We have seen that low free energy excited state ensembles for a biomolecule can come about in several ways: harmonic motions of large length scale or special harmonic motions utilizing weakly connected links, local folding∕unfolding on a funneled landscape, frustrated local interactions giving energetically degenerate structures and sequence symmetry that gives rise to alternate structures. Various combinations of such low free energy cost motions occurring at the same time will also give low free energy excited states and kinetically dominant reaction paths.

An example of a combination mode is “cracking” in which a biomolecule makes excursions along a low frequency normal mode (not costly in energy), during this excursion the molecule locally unfolds (not too costly in free energy) and then refolds (Miyashita et al., 2003). Obviously if the region that unfolds is frustrated, so much the better: its unfolding will be still cheaper in free energy terms and faster. Cracking seems to be a likely mechanism for many physiologically relevant biomolecular processes (Whitford et al., 2008).

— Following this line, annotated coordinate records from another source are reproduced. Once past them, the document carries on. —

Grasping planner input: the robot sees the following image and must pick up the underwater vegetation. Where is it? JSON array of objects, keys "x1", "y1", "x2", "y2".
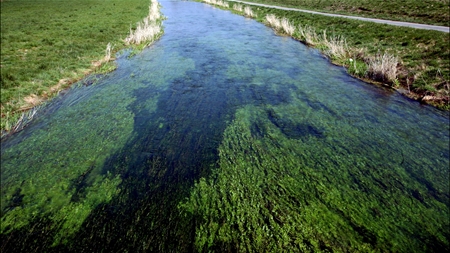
[{"x1": 0, "y1": 1, "x2": 450, "y2": 253}]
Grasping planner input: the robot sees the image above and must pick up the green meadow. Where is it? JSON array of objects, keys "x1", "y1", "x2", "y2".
[{"x1": 0, "y1": 0, "x2": 150, "y2": 130}]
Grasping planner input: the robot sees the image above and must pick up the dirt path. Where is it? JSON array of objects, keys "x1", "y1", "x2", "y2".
[{"x1": 229, "y1": 0, "x2": 450, "y2": 33}]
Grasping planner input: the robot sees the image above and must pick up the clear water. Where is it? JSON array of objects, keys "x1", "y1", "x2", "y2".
[{"x1": 0, "y1": 1, "x2": 450, "y2": 252}]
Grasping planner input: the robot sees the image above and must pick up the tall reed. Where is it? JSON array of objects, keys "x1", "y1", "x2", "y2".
[
  {"x1": 244, "y1": 6, "x2": 256, "y2": 18},
  {"x1": 281, "y1": 18, "x2": 295, "y2": 36},
  {"x1": 233, "y1": 4, "x2": 243, "y2": 12}
]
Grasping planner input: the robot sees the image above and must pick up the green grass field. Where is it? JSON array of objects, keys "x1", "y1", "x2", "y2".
[
  {"x1": 0, "y1": 0, "x2": 150, "y2": 130},
  {"x1": 237, "y1": 0, "x2": 450, "y2": 26},
  {"x1": 206, "y1": 0, "x2": 450, "y2": 110}
]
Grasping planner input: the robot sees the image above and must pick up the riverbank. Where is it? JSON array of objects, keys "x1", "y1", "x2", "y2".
[
  {"x1": 1, "y1": 0, "x2": 162, "y2": 132},
  {"x1": 201, "y1": 1, "x2": 450, "y2": 110}
]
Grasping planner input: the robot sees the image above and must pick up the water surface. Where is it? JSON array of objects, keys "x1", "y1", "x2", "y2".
[{"x1": 0, "y1": 1, "x2": 450, "y2": 252}]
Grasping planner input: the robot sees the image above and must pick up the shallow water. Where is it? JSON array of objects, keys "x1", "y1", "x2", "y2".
[{"x1": 1, "y1": 1, "x2": 450, "y2": 252}]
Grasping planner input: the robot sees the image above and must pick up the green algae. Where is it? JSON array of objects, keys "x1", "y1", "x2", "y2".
[{"x1": 0, "y1": 49, "x2": 194, "y2": 246}]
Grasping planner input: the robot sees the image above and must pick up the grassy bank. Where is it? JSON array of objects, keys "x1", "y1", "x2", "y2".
[
  {"x1": 203, "y1": 1, "x2": 450, "y2": 110},
  {"x1": 232, "y1": 0, "x2": 450, "y2": 26},
  {"x1": 0, "y1": 0, "x2": 163, "y2": 131}
]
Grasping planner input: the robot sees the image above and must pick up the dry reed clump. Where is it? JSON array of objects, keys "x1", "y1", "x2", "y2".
[
  {"x1": 368, "y1": 53, "x2": 398, "y2": 82},
  {"x1": 244, "y1": 6, "x2": 256, "y2": 18},
  {"x1": 233, "y1": 4, "x2": 243, "y2": 12},
  {"x1": 1, "y1": 107, "x2": 39, "y2": 138},
  {"x1": 125, "y1": 0, "x2": 161, "y2": 45},
  {"x1": 322, "y1": 30, "x2": 348, "y2": 58},
  {"x1": 203, "y1": 0, "x2": 230, "y2": 8},
  {"x1": 103, "y1": 42, "x2": 113, "y2": 62},
  {"x1": 281, "y1": 18, "x2": 295, "y2": 36},
  {"x1": 298, "y1": 25, "x2": 320, "y2": 46}
]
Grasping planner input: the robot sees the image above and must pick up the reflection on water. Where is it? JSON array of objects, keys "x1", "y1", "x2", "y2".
[{"x1": 0, "y1": 1, "x2": 450, "y2": 252}]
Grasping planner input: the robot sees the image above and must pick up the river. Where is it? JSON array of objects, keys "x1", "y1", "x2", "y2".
[{"x1": 0, "y1": 1, "x2": 450, "y2": 252}]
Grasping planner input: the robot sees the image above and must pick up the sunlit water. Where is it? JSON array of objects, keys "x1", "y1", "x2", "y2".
[{"x1": 0, "y1": 1, "x2": 449, "y2": 252}]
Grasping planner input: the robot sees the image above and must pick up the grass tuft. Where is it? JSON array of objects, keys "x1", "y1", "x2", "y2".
[
  {"x1": 233, "y1": 4, "x2": 243, "y2": 12},
  {"x1": 281, "y1": 18, "x2": 295, "y2": 36},
  {"x1": 125, "y1": 0, "x2": 161, "y2": 45},
  {"x1": 368, "y1": 53, "x2": 398, "y2": 83},
  {"x1": 244, "y1": 6, "x2": 256, "y2": 18}
]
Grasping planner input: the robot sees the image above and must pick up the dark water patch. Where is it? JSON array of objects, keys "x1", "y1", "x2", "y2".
[{"x1": 267, "y1": 107, "x2": 324, "y2": 139}]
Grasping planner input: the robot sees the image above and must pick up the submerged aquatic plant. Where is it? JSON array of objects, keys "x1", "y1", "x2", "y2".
[
  {"x1": 125, "y1": 0, "x2": 162, "y2": 45},
  {"x1": 368, "y1": 53, "x2": 398, "y2": 82},
  {"x1": 244, "y1": 6, "x2": 256, "y2": 18}
]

FROM ENERGY LANDSCAPE TO FREE ENERGY SPECTRUM

The richness and complexity of the complete energy landscape of any biomolecule can be reconciled with the relative simplicity often seen in the free energy spectrum of motions at physiological temperatures. This essay has listed some of the mechanisms which have so far been found to explain the surprising sparsity of the low free energy excited states seen in standard biochemical experiments. While no other mechanisms have yet occurred to us, the list is probably not complete. Nevertheless, the authors believe that examining any particular biomolecular dynamic process in light of the theme of how a simple free energy spectrum can emerge from a complex energy landscape will be at least entertaining and will also very likely be quite useful in planning experiments and simulations.

ACKNOWLEDGMENTS

The authors take this opportunity to dedicate this essay to Hans Frauenfelder who blazed the trail into the frontier of modern biomolecular physics. The work was supported by the NSF Center for Theoretical Biological Physics (NSF PHY-0822283).